殺し合いの中で生きているのに、あたしはこの音が世界で一番嫌いだ。
「く・・・っ!!」
あたしは師匠の前に立って銀時と晋助の刀を受け止めていた。
流石に、男二人を受け止めるのはキツイ。
「・・・桃、そこをどけ。いくらお前の師匠だろうと、もうコイツはあの頃の狂夜じゃねぇ」
銀時が諭すように言った。
「嫌だっ!いいんだ、あの頃の師匠じゃなくても。今がどんなだろうと、あたしの師匠はあの人以外の誰でもないんだから!!」
あたしはそう言って、晋助たちを一睨みした。
強い風と雨が吉原を、あたしたちを濡らしていく。
その時、地面に“あの”金属が落ちた。
「・・・!!」
すると、裄の顔に驚きの色が現れた。
・・・一体あの金属って、何なんだ?
「へぇ・・・僕が壊したヤツ以外にもまだあったのか。

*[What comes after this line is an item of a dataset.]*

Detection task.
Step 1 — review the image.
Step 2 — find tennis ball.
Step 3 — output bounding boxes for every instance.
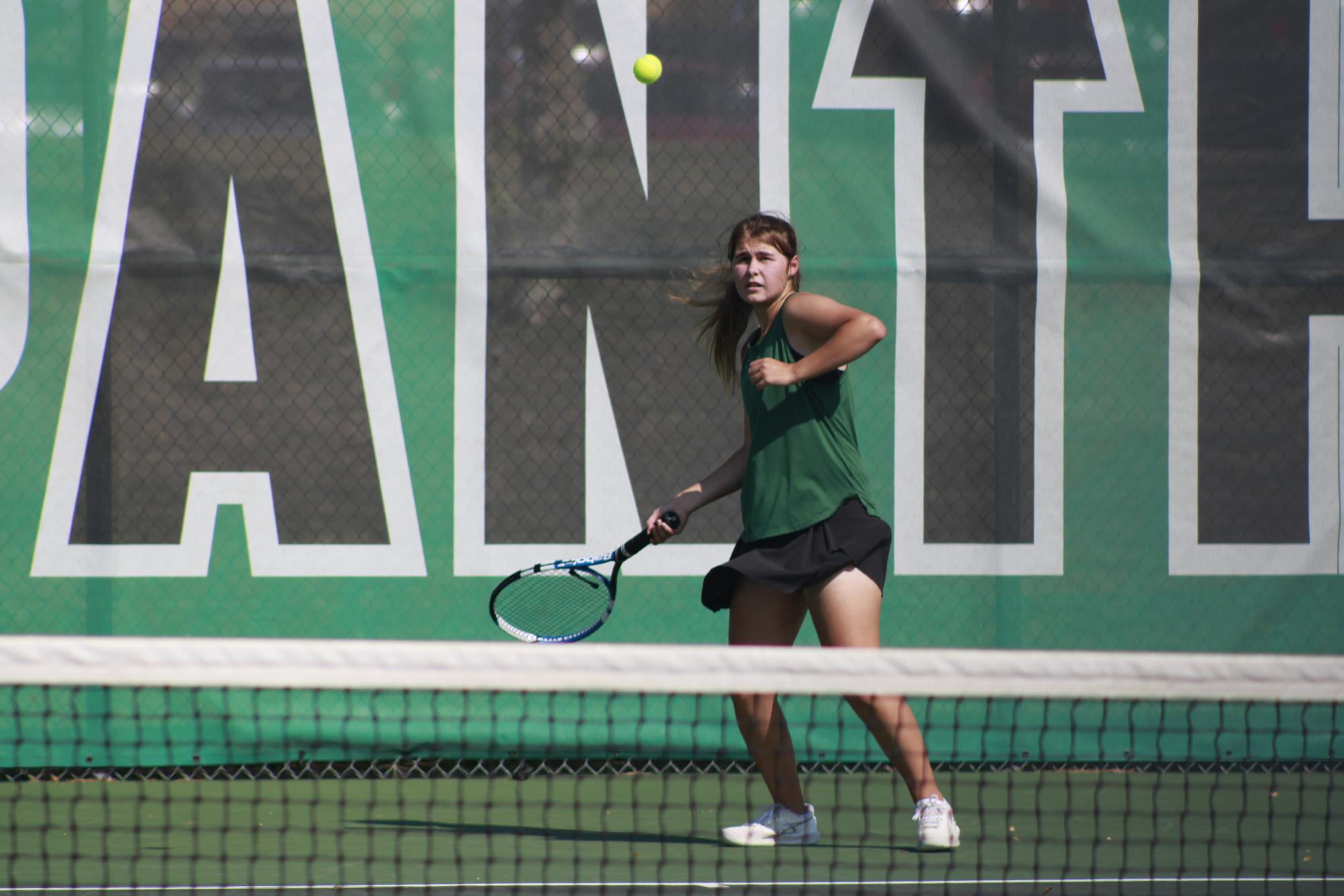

びっくりだよ」
裄が皮肉るように笑う。
「なァ、御神。その金属って何なんだ?」
土方さんも疑問に思ったらしく、裄に問うた。
裄はその金属を拾おうとした。
すると、神夜の刀が腰をかがめた裄の首の上で止まる。
「ソレ拾ってもいいけど———俺が君の首、落としちゃったりして♪」
そう言って口元だけに微笑を浮かべる神夜は、さっきとは雰囲気ごと別人のようだった。
だが動じる様子も無く裄は、
「もしかして神夜、僕が死なないって事、忘れちゃった?」
それって不死身って事?
「まぁ、そんな感じです。この事については、先ほどの副長の質問に関係しますので説明しましょう」
そう言って裄は右手の指を二本立て、ピースサインを作った。
「僕達死神には二種類いるんです。本当に死んでから死神になったタイプと、死ぬ前に、この金属により死神にされてしまったタイプとで」
金属で死神に!?
そんな事が可能だったとは・・・。
「僕は前者の方。そして、その二つのタイプの大きな違いは“死”の有無です。僕達、一回死んでいる死神は既に死んでいるので、“死”というものは存在しません。ですが金属によって死神になった者は、一回も死んでいないので“死”が存在します」
死なない死神と、死ぬ死神。
———!!
「もしかして、師匠は裄と同じタイプの死神ですか?」
「正解や」
それなら、攘夷戦争の時に死ななかったのにも説明がつく。
死ななかった、のではなく、死ぬはずが無かった、ということか。
「その金属は数少ない死神を増やす道具として多くの人に使われました。姫愛、アビ、巽もその中に入っています。でも、死んでしまう死神はあまり役には立ちませんでした。意図的に作り出された死神は能力も劣る事が分かったんです。でも、賛否両論で製作が一旦停止したのにも拘らず、少量ですが再び作られるようになったんです」
「それは、どうしてでィ?」
総悟が訊ねると、裄は重い口を開いた。
「———僕が作ってたんです」
「僕は昔から研究とか、製作が好きで・・・でも、そういうものだとは知らずに作ってたんです!蒼城さんは、そんなこと一言も言ってなかったから・・・」
師匠が・・・!?
「いややなぁ、裄。お前かて、めっちゃ乗り気だったやんか」
師匠が妖しい笑みを浮かべた。
「だからそれは———」
「そんなのどうでもいいんだよ、裄。ねぇ、また作ってくれないかな?その金属」
神夜は裄の言葉を途中で遮り、そう告げた。
「———成る程。それが僕を追っていた目的だったってワケか。でも、もう作れないんだよね。製造マシーン破壊しちゃったしさ」
そう言って、裄は悪戯っぽく笑った。